[Geoserver-devel] [jira] Created: (GEOS-258) /wfs/GetFeature works not too well with i18n data

Message:

  A new issue has been created in JIRA.

---------------------------------------------------------------------
View the issue:
  http://jira.codehaus.org/browse/GEOS-258

Here is an overview of the issue:
---------------------------------------------------------------------
        Key: GEOS-258
    Summary: /wfs/GetFeature works not too well with i18n data
       Type: Bug

     Status: Open
   Priority: Minor

Original Estimate: Unknown
Time Spent: Unknown
  Remaining: Unknown

    Project: GeoServer
Components:
             WFS
   Versions:
             1.2.3

   Assignee: Chris Holmes
   Reporter: Artie Konin

    Created: Thu, 9 Dec 2004 10:22 AM
    Updated: Thu, 9 Dec 2004 10:22 AM

Description:
I encountered this problem after moving both GeoServer and my web client to
Linux machine with US locale as default one. After Chris fixed WfsDispatcher,
all GetFeature requests that come directly to it works fine. But I was
advised to use URLs specific for each WFS request type and found this to be
a good idea :slight_smile: But occassionally I found an interesting thing.
Ff the same XML is being sent to
  http://somehost:8080/geoserver/wfs
and
  http://somehost:8080/geoserver/wfs/GetFeature
the results are not necessarily the same.

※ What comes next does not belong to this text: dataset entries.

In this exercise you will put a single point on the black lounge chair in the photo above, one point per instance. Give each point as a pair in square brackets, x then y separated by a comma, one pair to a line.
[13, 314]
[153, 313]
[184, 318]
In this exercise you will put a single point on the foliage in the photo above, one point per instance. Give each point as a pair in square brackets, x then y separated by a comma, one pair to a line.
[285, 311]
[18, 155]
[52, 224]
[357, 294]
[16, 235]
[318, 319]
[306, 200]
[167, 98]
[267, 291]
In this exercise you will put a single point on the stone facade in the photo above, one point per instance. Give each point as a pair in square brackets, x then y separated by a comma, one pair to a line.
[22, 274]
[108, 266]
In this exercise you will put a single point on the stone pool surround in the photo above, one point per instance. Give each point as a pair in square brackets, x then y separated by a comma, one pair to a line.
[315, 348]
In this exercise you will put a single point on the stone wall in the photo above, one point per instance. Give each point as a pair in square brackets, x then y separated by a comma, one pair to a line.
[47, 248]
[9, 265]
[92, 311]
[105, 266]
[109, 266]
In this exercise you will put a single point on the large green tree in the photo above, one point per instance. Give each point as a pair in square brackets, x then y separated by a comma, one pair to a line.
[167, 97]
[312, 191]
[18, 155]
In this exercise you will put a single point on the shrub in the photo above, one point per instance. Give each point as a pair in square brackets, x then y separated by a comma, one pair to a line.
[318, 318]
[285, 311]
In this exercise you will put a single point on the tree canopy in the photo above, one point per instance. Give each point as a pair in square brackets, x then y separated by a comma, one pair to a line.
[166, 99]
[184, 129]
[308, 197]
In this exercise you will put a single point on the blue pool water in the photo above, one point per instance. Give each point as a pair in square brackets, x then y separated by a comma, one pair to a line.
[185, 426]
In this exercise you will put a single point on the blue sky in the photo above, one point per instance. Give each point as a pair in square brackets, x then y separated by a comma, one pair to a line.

  When I am sending query to filter features with PropertyIsLike or any other
string-based filter, and passing along cyrillic string as a pattern to the
"/wfs", I receive the expected results. The same request results in empty
featureCollection if sent to "/wfs/GetFeature".
  I was not fond of that behavior and tried to see why that is happening.
The following code in org.vfny.geoserver.servlets.AbstractService is of
particular interest. It is located in

doPost(HttpServletRequest, HttpServletResponse, Reader) - lines 286-289:

      XmlRequestReader requestReader = getXmlRequestReader();
      Reader xml = (requestXml != null) ? requestXml : request.getReader();
      serviceRequest = requestReader.read(xml, request);

If I got the things right then the Reader objects which is passed to
requestReader.read() is being either assigned to the one that comes
from WfsDispatcher (requestXml) or obtained directly from request.
As "requestXml" is passed from WfsDispatcher, it is already has the
right character encoding set and filter operates on correctly decoded
pattern string. But I believe that the second reader is not aware of
incoming data encoding and uses a default one.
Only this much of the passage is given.